Childrey’s candidacy challenged for not listing ‘deadname’ on paperwork

COLUMBUS, Ohio — A second transgender candidate for the Ohio legislature is now in danger of being kept off the ballot for not listing her “deadname” on campaign paperwork.

On Friday, Mercer County Republican Party Chair Robert Hibner asked the Mercer County Board of Elections to reject campaign petitions filed by Arienne Childrey of Auglaize County, according to a copy of the protest provided by the elections board.

Childrey, a Democrat, is seeking to unseat Republican state Rep. Angie King of Mercer County in House District 84, which covers Mercer County and parts of Auglaize and Darke counties.

While the Mercer County Board of Elections certified Childrey’s petitions last month, Hibner’s protest claims that she violated a little-known 1995 state law requiring candidates for public office in Ohio to list both their current name and any other names they went by in the past five years on their petition sheets.

Hibner claimed that Childrey went by her birth name within the past year.

The Mercer County Board of Elections has scheduled a hearing on Jan. 18 to consider the protest, according to Kristi Rable, the board’s deputy director.

In a statement posted to X, Childrey noted that the requirement to list her prior name wasn’t mentioned in the 33-page candidate guide issued by the Ohio Secretary of State’s office. “Had I known of this provision and tried to comply — which I certainly would’ve, my legal name and deadname simply could not have fit in the space provided on the candidacy documents,” Childrey wrote.

For many transgender people, referring to them by their “deadname” – their birth name that they went by before transitioning – can be “quite invalidating or traumatic,” according to the Cleveland Clinic.

Hibner’s protest letter was first reported by The Daily Standard of Celina, Ohio.

If Hibner’s protest is successful, Childrey would be the second transgender would-be candidate for the Ohio House to be disqualified from running because of the law. Last week, the Stark County Board of Elections voted unanimously to disqualify Vanessa Joy, who filed to run for a House seat being vacated after this year by Republican state Rep. Reggie Stoltzfus. Joy is appealing the board’s ruling.

A third transgender Ohio House candidate, Bobbie Arnold of Preble County, initially said last week that she, too, had been disqualified for not putting her prior name on her petitions. However, Arnold later walked back that claim, and the Montgomery County Board of Elections certified her petitions to run against Republican state Rep. Rodney Creech, also of Preble County.

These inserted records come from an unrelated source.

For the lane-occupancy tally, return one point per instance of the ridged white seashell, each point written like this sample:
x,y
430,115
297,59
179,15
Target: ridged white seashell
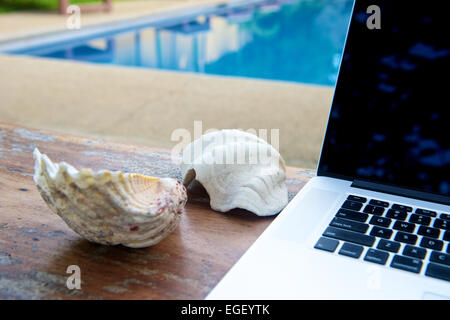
x,y
110,207
238,170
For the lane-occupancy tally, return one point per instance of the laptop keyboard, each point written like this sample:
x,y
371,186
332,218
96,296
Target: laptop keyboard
x,y
411,239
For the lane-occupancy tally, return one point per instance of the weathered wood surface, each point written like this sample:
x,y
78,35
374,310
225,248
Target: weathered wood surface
x,y
36,246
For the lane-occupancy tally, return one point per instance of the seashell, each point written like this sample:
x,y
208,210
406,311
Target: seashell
x,y
238,170
111,207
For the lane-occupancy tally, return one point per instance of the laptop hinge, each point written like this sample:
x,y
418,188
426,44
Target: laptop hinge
x,y
401,192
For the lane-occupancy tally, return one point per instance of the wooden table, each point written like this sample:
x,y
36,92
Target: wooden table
x,y
36,246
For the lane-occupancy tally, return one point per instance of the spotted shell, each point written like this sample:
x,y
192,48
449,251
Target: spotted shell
x,y
111,207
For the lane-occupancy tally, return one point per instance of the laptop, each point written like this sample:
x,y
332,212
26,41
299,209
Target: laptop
x,y
375,221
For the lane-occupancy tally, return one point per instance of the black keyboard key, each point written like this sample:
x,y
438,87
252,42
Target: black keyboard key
x,y
379,203
352,215
440,257
380,221
447,236
401,207
417,218
426,212
442,224
326,244
431,244
396,214
349,236
376,256
351,250
404,226
414,252
349,225
388,245
429,232
438,271
378,211
381,232
406,263
356,198
352,205
405,237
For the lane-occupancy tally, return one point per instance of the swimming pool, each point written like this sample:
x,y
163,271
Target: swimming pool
x,y
287,40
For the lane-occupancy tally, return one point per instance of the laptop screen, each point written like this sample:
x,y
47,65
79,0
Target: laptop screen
x,y
389,121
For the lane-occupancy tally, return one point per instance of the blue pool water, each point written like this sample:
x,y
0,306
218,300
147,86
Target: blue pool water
x,y
288,40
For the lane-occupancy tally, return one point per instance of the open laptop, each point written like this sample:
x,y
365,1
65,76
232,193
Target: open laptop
x,y
375,222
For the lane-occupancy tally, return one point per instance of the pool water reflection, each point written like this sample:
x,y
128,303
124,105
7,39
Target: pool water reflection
x,y
287,40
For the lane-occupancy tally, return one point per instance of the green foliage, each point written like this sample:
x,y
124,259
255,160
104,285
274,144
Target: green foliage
x,y
14,5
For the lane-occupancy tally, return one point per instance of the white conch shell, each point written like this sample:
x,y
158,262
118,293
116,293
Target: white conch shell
x,y
224,163
111,207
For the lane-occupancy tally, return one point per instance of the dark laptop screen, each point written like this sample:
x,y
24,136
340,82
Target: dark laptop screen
x,y
389,121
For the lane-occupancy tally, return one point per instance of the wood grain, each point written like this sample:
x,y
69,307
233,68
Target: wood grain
x,y
36,246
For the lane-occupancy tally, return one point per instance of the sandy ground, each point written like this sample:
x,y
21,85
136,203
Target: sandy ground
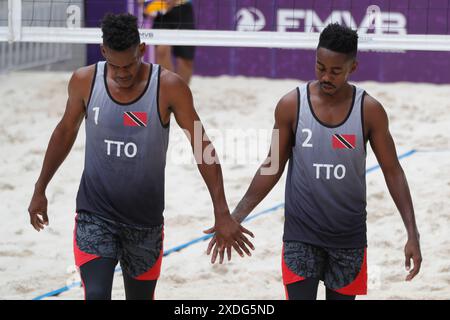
x,y
32,263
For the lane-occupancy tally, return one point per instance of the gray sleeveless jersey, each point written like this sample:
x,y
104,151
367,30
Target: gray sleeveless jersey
x,y
125,158
326,185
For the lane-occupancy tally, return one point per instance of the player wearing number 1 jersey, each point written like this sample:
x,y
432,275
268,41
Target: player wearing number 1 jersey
x,y
322,128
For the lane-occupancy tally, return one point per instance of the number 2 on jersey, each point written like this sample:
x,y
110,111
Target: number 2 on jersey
x,y
306,143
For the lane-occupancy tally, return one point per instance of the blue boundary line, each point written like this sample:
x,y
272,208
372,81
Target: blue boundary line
x,y
205,237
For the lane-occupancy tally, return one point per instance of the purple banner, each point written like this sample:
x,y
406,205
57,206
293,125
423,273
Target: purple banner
x,y
395,17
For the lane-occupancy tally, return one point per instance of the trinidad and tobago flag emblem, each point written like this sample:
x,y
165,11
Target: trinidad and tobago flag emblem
x,y
343,141
135,119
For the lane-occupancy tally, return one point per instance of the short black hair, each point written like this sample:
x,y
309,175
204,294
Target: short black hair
x,y
339,39
120,31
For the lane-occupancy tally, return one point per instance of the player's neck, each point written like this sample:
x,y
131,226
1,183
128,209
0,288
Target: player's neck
x,y
339,95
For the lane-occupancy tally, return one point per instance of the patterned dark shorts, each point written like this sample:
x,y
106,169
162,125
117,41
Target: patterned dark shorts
x,y
342,270
138,249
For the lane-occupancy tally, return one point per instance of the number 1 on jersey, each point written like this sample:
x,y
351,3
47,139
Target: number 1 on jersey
x,y
96,110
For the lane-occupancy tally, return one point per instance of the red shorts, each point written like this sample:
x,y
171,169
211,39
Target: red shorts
x,y
139,250
342,270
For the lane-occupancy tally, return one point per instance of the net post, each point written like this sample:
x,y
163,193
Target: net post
x,y
14,20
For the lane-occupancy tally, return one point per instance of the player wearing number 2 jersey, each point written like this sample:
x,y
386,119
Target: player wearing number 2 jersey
x,y
322,128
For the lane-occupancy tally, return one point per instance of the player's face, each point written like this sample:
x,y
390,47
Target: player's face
x,y
123,66
333,69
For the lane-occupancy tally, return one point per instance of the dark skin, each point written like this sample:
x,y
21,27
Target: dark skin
x,y
126,79
331,96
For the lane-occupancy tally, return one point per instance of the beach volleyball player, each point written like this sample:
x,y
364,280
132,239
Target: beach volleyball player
x,y
126,105
323,128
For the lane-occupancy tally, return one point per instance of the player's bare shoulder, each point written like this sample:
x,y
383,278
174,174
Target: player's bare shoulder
x,y
374,112
172,90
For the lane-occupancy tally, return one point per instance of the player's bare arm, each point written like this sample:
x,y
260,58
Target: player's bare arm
x,y
61,142
382,143
176,97
264,180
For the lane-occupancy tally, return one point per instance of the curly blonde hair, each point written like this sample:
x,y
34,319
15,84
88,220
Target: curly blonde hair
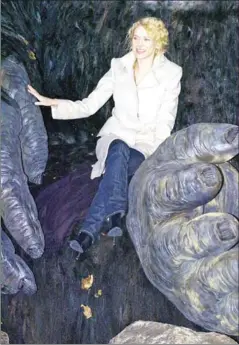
x,y
156,30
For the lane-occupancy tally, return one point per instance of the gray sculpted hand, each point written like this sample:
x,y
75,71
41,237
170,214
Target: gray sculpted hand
x,y
183,209
16,275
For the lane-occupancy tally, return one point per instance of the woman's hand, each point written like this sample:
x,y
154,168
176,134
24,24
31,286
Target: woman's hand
x,y
47,102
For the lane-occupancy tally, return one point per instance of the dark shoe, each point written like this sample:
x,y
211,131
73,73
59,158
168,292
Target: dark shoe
x,y
82,242
113,226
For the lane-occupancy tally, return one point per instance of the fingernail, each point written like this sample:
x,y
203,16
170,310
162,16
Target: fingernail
x,y
209,177
231,134
225,232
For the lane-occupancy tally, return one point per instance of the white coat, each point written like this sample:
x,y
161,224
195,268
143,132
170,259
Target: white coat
x,y
143,115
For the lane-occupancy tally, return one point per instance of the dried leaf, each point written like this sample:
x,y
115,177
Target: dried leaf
x,y
98,294
86,311
87,282
31,55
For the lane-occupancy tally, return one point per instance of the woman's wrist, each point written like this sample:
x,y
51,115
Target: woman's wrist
x,y
54,102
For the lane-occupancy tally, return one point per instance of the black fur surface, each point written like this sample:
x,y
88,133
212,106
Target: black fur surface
x,y
66,46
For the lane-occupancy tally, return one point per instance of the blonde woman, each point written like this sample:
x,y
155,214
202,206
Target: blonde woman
x,y
145,86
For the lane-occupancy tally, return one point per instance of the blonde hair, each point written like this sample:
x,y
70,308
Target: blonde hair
x,y
156,30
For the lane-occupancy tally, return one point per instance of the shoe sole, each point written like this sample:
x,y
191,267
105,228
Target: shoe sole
x,y
76,246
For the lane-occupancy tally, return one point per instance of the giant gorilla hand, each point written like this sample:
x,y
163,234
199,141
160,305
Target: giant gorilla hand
x,y
16,275
183,204
23,156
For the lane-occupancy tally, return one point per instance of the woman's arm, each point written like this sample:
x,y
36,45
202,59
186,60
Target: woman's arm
x,y
63,109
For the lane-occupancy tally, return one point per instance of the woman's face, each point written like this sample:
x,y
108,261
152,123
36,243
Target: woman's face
x,y
142,45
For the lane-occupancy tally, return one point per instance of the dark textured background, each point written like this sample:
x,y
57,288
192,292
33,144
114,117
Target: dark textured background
x,y
73,42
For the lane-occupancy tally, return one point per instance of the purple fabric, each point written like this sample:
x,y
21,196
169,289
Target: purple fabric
x,y
64,203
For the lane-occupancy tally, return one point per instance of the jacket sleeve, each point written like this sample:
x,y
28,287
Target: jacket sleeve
x,y
69,110
168,109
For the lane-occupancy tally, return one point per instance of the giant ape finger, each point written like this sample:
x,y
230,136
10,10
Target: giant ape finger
x,y
33,136
201,142
16,275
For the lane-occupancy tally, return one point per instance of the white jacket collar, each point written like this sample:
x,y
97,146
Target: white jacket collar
x,y
129,59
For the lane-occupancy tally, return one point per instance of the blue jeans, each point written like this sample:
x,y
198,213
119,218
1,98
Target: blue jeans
x,y
112,195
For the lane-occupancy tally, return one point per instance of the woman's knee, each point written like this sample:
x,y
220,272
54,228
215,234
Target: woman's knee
x,y
118,144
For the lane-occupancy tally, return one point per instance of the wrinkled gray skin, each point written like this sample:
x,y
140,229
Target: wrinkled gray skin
x,y
15,274
24,155
183,204
19,209
33,136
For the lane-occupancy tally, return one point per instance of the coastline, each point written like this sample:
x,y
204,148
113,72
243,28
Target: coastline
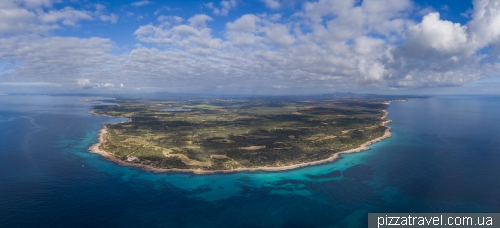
x,y
95,149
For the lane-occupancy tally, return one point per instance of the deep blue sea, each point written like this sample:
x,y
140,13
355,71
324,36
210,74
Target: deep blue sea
x,y
444,156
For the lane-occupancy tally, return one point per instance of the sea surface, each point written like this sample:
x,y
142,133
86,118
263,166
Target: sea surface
x,y
444,156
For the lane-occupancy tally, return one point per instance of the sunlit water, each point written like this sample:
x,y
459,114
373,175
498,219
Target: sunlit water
x,y
444,156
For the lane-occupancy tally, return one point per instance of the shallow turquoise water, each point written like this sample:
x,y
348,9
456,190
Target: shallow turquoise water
x,y
443,157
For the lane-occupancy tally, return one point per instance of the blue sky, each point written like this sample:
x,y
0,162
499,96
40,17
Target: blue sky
x,y
250,47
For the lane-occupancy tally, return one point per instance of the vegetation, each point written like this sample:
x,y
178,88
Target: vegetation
x,y
223,134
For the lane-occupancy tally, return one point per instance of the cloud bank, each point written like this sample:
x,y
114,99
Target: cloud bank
x,y
325,46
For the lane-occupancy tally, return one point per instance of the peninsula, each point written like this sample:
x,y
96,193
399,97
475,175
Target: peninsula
x,y
227,135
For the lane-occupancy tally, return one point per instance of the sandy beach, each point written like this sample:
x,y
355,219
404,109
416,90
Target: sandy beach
x,y
95,149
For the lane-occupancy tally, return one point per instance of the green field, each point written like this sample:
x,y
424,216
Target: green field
x,y
224,134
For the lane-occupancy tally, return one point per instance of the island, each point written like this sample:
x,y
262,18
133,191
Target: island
x,y
207,135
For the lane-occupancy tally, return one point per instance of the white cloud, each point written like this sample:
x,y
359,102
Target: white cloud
x,y
329,45
141,3
113,18
37,16
273,4
226,5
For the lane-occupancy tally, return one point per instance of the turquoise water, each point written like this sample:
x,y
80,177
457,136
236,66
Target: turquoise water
x,y
443,157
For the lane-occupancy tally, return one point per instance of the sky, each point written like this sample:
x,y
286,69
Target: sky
x,y
250,47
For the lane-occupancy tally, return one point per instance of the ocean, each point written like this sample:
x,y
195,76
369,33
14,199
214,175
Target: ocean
x,y
444,156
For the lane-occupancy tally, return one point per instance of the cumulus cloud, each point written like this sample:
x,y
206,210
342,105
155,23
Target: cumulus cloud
x,y
273,4
38,16
439,52
141,3
328,45
224,8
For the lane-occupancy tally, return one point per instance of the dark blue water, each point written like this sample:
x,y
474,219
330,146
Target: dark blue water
x,y
444,156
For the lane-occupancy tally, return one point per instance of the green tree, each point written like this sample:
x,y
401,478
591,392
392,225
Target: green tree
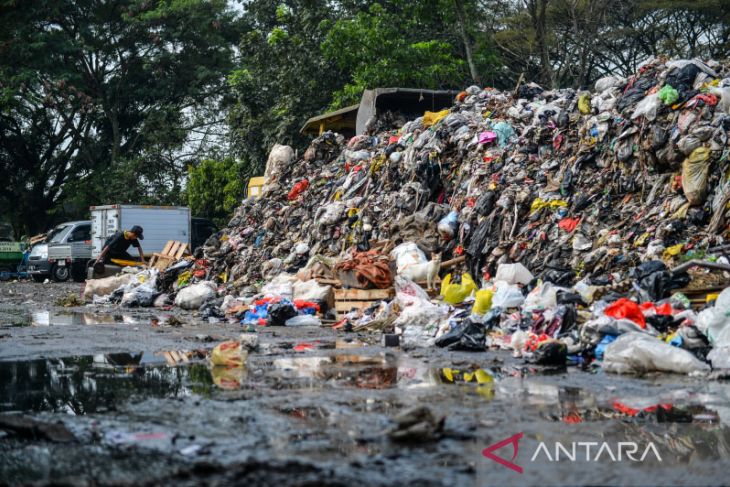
x,y
281,78
215,188
93,92
424,44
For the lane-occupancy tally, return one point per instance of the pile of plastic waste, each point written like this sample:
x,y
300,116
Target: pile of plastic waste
x,y
555,222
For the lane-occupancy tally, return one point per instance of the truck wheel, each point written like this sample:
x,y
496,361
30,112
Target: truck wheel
x,y
60,274
78,272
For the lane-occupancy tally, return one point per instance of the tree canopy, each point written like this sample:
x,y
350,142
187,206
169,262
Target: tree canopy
x,y
121,101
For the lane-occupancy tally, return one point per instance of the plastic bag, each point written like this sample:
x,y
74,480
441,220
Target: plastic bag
x,y
281,286
298,189
648,107
143,295
507,296
513,274
408,293
712,321
469,336
448,225
104,286
231,354
304,320
608,82
483,301
695,170
625,308
504,133
543,296
193,296
487,137
668,95
584,103
431,118
457,293
639,352
280,312
311,291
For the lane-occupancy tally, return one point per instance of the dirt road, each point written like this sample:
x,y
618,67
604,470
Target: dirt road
x,y
119,396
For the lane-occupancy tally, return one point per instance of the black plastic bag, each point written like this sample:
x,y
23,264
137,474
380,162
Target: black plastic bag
x,y
468,336
550,353
280,312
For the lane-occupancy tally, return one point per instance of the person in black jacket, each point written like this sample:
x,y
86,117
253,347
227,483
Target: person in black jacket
x,y
116,246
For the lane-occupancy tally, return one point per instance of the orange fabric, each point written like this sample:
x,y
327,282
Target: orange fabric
x,y
370,268
625,308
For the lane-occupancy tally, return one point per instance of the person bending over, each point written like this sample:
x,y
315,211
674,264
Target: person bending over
x,y
116,246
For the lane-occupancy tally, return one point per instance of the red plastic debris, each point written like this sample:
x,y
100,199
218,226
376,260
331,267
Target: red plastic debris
x,y
625,308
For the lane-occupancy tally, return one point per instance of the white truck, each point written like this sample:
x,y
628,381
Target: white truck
x,y
160,224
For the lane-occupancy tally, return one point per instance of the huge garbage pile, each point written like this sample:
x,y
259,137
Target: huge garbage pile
x,y
553,220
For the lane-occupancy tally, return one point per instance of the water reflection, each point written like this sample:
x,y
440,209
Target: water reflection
x,y
89,384
61,318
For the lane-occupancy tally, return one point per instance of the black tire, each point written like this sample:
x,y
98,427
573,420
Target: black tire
x,y
78,272
60,274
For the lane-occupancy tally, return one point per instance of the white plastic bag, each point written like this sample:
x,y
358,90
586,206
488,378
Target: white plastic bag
x,y
303,320
648,107
608,82
408,292
507,296
311,291
193,296
106,285
513,274
281,285
543,296
639,352
407,254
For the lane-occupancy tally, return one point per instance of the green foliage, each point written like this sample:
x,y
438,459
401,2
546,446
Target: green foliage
x,y
98,99
282,78
381,49
216,188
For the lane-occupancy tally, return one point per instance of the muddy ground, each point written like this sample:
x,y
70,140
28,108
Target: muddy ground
x,y
105,395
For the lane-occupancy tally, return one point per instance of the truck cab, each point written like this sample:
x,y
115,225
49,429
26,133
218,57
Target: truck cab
x,y
40,266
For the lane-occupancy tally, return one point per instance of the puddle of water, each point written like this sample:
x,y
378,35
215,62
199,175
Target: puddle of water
x,y
61,318
89,384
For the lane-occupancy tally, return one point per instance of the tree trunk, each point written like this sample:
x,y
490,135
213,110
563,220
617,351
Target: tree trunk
x,y
538,14
465,39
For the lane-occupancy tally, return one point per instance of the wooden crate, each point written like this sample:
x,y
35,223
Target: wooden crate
x,y
349,299
172,252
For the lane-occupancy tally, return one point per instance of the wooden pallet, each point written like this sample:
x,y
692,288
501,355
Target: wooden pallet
x,y
348,299
172,252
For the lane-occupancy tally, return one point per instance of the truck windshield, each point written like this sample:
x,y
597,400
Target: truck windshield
x,y
58,233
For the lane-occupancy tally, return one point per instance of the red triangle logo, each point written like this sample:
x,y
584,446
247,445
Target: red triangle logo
x,y
514,440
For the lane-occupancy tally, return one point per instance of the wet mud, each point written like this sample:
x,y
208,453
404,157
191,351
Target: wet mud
x,y
128,397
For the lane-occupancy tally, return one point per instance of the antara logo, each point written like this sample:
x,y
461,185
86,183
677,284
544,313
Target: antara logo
x,y
589,451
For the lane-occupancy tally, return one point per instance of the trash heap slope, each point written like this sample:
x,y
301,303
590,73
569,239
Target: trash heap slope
x,y
563,181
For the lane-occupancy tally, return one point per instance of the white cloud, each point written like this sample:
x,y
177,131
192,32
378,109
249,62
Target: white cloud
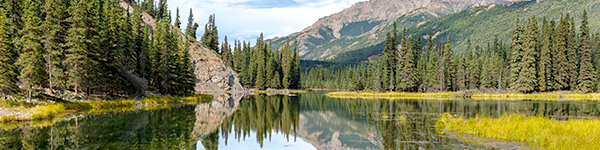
x,y
243,22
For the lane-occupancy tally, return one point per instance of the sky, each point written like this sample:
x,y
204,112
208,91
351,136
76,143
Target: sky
x,y
246,19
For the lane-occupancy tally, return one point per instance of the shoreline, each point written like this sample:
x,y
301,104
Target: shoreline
x,y
22,113
550,96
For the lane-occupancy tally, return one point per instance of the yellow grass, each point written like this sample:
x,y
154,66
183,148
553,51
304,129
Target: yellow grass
x,y
540,132
47,111
552,96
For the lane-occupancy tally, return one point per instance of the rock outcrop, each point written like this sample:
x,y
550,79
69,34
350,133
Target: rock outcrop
x,y
212,75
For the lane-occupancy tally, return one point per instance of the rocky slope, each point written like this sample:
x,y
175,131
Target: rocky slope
x,y
212,75
358,26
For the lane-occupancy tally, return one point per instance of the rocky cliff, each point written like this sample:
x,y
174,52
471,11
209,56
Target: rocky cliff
x,y
357,27
212,75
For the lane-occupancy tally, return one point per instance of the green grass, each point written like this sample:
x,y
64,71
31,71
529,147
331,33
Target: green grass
x,y
48,111
540,132
392,95
551,96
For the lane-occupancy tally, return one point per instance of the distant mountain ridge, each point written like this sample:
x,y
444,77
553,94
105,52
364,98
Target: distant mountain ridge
x,y
360,26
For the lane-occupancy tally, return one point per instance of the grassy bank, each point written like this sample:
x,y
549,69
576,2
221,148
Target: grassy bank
x,y
539,132
392,95
552,96
27,112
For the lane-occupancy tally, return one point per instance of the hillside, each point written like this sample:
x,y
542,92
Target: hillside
x,y
212,75
359,27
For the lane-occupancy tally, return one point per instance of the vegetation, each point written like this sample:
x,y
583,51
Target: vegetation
x,y
553,59
539,132
76,44
47,111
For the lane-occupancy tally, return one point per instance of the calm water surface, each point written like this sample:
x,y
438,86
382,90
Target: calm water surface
x,y
309,121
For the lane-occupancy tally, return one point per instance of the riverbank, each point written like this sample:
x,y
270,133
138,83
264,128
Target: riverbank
x,y
551,96
539,132
14,111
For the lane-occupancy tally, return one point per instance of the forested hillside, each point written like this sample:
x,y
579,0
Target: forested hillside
x,y
544,55
91,46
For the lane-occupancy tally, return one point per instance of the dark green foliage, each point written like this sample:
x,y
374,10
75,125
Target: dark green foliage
x,y
8,74
587,74
31,53
210,38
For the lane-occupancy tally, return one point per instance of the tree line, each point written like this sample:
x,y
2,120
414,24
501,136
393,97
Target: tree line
x,y
94,46
262,66
554,57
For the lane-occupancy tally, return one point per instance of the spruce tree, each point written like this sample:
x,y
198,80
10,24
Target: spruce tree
x,y
560,62
189,29
572,54
516,55
545,58
586,69
30,59
53,41
286,65
527,80
449,67
8,74
177,21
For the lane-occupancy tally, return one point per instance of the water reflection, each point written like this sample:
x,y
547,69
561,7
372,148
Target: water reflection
x,y
309,121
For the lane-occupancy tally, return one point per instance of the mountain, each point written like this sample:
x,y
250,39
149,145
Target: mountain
x,y
212,75
362,25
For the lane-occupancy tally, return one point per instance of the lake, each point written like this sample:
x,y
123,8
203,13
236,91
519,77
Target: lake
x,y
308,121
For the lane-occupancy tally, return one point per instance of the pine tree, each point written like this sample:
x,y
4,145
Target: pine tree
x,y
286,65
296,68
259,56
8,74
586,69
572,54
77,59
545,63
408,81
53,41
516,55
449,67
177,21
189,29
30,59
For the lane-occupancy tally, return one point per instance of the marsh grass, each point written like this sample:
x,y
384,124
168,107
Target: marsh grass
x,y
393,95
551,96
540,132
40,112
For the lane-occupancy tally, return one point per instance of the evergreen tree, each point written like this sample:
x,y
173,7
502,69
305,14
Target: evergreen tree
x,y
189,29
527,80
259,56
53,41
449,67
586,69
572,54
8,74
30,59
516,55
177,21
560,62
286,65
545,63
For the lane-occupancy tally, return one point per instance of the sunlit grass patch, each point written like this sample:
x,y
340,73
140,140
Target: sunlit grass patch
x,y
392,95
540,132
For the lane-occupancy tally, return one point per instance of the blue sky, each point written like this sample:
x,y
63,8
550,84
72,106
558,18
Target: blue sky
x,y
246,19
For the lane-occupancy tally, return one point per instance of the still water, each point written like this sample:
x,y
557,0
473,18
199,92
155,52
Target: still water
x,y
308,121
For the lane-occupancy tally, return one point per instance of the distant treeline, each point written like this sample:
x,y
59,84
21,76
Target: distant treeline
x,y
93,46
551,58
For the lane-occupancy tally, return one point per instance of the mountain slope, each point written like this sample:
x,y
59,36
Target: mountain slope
x,y
212,75
361,25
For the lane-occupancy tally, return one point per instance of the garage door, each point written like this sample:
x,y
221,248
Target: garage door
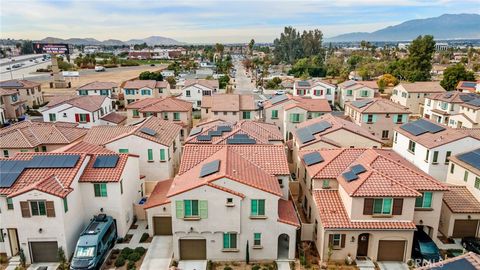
x,y
44,251
162,225
465,228
391,250
193,249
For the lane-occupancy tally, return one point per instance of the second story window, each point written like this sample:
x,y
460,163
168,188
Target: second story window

As of late Monday morning, no protest had been filed against Arnold’s petitions, according to the Montgomery County Board of Elections.

Ari Faber, a transgender Ohio Senate candidate from Athens, filed to run under her birth name of Iva Faber, as she has not yet legally changed her name.

All four are political newcomers who live in solidly Republican, mostly rural districts. All but Faber have said that they were motivated to run for state legislature by Republican lawmakers, who have introduced a number anti-transgender measures in the past year – most notably House Bill 68, which would prohibit transgender athletes from playing women’s sports and ban minors from receiving gender-affirming medical treatment.